CLC. dbaa ClC. dbac ClC. dbae test2.txt test4.txt

CLC. dbab ClC. dbad test1.txt test3.txt

[[Email protected] TMP] # rm-f clc * test *. txt

[[Email protected] TMP] # tar-zxvf all.tar.gz # decompress the gzip package. If you decompress the tar package, you do not need the Z option.

CLC. dbaa

CLC. dbab

CLC. dbac

CLC. dbad

CLC. dbae

Test1.txt

Test2.txt

Test3.txt

Test4.txt

[[Email protected] TMP] # ls CLC * test *. txt

CLC. dbaa ClC. dbac ClC. dbae test2.txt test4.txt

CLC. dbab ClC. dbad test1.txt test3.txt


This article is from the "flyclc" blog, please be sure to keep this source http://flyclc.blog.51cto.com/1385758/1540164

Related Article

Contact Us

The content source of this page is from Internet, which doesn't represent Alibaba Cloud's opinion; products and services mentioned on that page don't have any relationship with Alibaba Cloud. If the content of the page makes you feel confusing, please write us an email, we will handle the problem within 5 days after receiving your email.

If you find any instances of plagiarism from the community, please send an email to: info-contact@alibabacloud.com and provide relevant evidence. A staff member will contact you within 5 working days.

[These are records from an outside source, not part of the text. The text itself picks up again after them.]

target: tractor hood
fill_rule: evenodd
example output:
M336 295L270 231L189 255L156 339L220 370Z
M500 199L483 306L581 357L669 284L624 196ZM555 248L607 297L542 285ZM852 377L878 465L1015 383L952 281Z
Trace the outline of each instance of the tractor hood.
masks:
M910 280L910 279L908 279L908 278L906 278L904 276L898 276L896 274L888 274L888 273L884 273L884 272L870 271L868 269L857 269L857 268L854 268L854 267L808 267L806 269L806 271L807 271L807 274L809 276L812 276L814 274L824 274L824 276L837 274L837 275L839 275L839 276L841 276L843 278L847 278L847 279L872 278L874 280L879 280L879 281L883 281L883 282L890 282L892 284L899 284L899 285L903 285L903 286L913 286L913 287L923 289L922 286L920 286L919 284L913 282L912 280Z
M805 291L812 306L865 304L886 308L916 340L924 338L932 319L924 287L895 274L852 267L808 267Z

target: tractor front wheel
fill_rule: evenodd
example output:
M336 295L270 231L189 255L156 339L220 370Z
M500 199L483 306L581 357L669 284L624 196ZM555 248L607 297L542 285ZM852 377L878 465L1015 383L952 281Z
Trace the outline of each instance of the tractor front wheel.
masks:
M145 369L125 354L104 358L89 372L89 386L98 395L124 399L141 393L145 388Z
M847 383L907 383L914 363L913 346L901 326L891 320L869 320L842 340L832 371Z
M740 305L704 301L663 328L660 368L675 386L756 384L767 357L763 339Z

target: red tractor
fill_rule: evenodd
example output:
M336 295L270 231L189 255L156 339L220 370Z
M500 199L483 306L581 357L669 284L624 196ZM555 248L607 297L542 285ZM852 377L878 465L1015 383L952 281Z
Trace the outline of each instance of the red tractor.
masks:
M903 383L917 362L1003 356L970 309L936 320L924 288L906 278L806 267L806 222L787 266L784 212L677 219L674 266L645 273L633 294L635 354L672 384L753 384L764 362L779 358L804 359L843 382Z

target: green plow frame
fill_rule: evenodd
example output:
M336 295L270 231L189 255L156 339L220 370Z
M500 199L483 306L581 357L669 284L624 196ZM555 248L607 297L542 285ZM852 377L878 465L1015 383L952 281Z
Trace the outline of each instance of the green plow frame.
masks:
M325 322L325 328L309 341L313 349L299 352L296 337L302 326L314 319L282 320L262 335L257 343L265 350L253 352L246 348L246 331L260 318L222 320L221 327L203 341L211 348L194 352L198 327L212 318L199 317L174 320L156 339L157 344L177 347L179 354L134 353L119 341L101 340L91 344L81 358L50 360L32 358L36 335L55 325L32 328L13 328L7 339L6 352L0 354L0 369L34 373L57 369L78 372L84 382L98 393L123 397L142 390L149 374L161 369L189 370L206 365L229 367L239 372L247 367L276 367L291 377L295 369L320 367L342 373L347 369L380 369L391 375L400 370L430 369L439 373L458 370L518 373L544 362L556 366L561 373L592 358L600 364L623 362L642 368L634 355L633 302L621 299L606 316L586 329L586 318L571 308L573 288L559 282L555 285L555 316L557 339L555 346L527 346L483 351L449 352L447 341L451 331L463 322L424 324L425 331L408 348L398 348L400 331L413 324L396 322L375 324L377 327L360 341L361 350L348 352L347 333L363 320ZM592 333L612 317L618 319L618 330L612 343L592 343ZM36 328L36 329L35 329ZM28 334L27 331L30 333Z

A Free Trial That Lets You Build Big!

Start building with 50+ products and up to 12 months usage for Elastic Compute Service

  • Sales Support

    1 on 1 presale consultation

  • After-Sales Support

    24/7 Technical Support 6 Free Tickets per Quarter Faster Response

  • Alibaba Cloud offers highly flexible support services tailored to meet your exact needs.